Die Platzabstände zwischen den Tasten sind optimal, man konnte sich schnell an die Strafe gewöhnen. Beim Spielen haben die extra Key-Caps geholfen, durch die raue und angehobene Oberfläche konnten Fehleingaben gut vermieden werden. Negativ ist uns überwiegend die geringe Standfestigkeit aufgefallen. Auf unserem Holzschreibtisch rutschte die Tastatur nur so hin und her, hier hat Corsair definitiv noch Aufholbedarf.

In Bezug auf die Handballenauflage lässt sich nicht viel sagen, sie fühlt sich durch die softe Oberfläche gut an. Jedoch macht sie einen billigen Eindruck und ist auch ein wenig zu kurz geraten, was sie auf Dauer nicht sehr komfortabel macht. Der USB-Anschluss auf der Oberseite hingegen hat in der Praxis oft geholfen, er war der Stamm-Steckplatz für unser Headset, da er sich sehr einfach erreichen lässt. Das Sahnehäubchen wäre noch ein 3,5-mm-Klinkenanschluss gewesen, wie es beispielsweise auch das Thermaltake X1 RGB besitzt.

Fazit

Corsair hat mit der Strafe RGB MK.2 geschafft, fast jeden Kritikpunkt des Vorgängers auszumerzen. Die Multimediatasten sind jetzt in vernünftiger Anzahl vorhanden und das Lautstärkerad erwies sich in der Praxis als äußerst nützlich. Die zusätzlichen Keycaps sind ein nettes extra und ein Plus beim Spielen von FPS oder MOBA. Die verbauten MX Silent Schalter sind wie gewohnt erstklassig und vor allem ziemlich leise.

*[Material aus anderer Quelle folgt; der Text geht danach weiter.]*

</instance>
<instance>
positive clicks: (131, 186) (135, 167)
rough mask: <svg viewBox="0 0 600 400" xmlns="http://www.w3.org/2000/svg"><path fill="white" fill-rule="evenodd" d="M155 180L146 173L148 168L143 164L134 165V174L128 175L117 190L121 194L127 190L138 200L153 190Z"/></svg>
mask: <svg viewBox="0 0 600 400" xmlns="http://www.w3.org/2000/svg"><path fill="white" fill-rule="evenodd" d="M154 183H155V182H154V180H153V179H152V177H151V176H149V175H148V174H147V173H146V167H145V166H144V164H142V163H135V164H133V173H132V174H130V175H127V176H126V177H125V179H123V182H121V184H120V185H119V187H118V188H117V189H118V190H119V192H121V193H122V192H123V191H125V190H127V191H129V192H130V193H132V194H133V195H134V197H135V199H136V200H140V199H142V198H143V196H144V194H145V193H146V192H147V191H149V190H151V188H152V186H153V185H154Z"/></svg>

Hübsch anzusehen ist insbesondere die Per-Key-Beleuchtung, die durch die weiße Innenfläche nur noch gleichmäßig reflektiert und verstärkt wird.

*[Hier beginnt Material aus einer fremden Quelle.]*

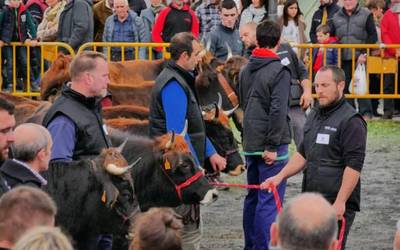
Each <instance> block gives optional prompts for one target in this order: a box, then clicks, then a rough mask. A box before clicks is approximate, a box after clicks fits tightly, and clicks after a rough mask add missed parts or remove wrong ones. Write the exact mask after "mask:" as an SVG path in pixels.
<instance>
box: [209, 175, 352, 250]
mask: <svg viewBox="0 0 400 250" xmlns="http://www.w3.org/2000/svg"><path fill="white" fill-rule="evenodd" d="M210 185H213V186H218V187H239V188H251V189H260V190H261V189H262V190H265V189H263V188H261V187H260V185H254V184H231V183H221V182H210ZM270 189H271V191H272V193H273V195H274V200H275V204H276V208H277V210H278V213H281V212H282V203H281V199H280V198H279V193H278V191H277V190H276V186H275V185H273V184H271V186H270ZM345 229H346V220H345V218H344V217H343V218H342V225H341V227H340V233H339V240H338V250H342V243H343V239H344V232H345Z"/></svg>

Allerdings stört es uns, dass Corsair bis auf die Aluminiumleiste weiterhin auf das standardmäßige raue Kunststoff setzt. Auch die Handballenauflage macht einen billigen Eindruck und ist nicht sehr stabil, geschweige denn komfortabel. Nichtsdestotrotz ist die Verarbeitung und Qualität der Tastatur vorbildlich und macht diese Kritikpunkte zum großen Teil wieder wett.

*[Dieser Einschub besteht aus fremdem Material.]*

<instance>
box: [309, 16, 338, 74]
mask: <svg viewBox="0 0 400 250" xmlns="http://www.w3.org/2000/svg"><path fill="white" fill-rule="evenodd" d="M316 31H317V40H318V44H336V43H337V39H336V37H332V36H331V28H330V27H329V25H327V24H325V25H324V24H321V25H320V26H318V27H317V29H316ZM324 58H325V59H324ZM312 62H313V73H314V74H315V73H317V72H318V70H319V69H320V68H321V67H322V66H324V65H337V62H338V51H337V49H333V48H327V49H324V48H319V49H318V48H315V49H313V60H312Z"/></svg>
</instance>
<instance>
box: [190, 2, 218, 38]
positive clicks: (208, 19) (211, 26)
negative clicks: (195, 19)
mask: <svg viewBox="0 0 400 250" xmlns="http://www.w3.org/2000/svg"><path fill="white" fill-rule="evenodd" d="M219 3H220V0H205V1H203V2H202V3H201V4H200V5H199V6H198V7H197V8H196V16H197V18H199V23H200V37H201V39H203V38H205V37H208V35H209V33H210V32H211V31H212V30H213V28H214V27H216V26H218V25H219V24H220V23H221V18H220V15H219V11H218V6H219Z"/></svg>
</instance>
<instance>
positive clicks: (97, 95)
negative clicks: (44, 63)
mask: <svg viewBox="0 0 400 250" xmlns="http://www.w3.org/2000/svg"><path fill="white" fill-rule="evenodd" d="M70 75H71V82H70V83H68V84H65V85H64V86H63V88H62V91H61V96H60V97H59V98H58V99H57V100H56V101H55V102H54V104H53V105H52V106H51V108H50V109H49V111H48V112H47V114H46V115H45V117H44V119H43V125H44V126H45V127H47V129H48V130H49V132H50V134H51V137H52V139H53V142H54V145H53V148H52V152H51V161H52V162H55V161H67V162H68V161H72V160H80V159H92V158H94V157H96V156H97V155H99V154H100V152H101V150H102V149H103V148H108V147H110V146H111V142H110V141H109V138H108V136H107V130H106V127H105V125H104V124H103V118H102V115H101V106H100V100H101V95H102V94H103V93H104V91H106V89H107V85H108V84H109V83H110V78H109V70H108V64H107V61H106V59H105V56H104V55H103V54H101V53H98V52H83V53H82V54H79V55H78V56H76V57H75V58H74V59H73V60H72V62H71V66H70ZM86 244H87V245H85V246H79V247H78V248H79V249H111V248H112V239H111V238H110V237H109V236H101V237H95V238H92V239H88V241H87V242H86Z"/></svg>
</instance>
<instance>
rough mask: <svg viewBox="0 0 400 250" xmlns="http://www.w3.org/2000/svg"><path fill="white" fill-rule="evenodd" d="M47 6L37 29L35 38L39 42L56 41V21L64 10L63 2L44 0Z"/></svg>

Corsair bietet die Strafe RGB MK.2 mit MX Silent Schaltern zu einem Preis von ca. 170 Euro an (Stand 10.07.2018). Die Version mit MX Red Schaltern ist derzeit nicht mehr erhältlich, sollte aber laut Hersteller ca. 160 Euro kosten (Stand 10.07.2018). Damit kostet sie genauso viel, wie auch die erste Generation der Strafe bei Markteinführung gekostet hat. Jedoch bietet Corsairs Strafe RGB MK.2 allerhand Zusatzfeatures und Verbesserungen, die sie zu einem würdigen Nachfolger machen. Aus diesem Grund gibt es auch unsere Redaktionsempfehlung.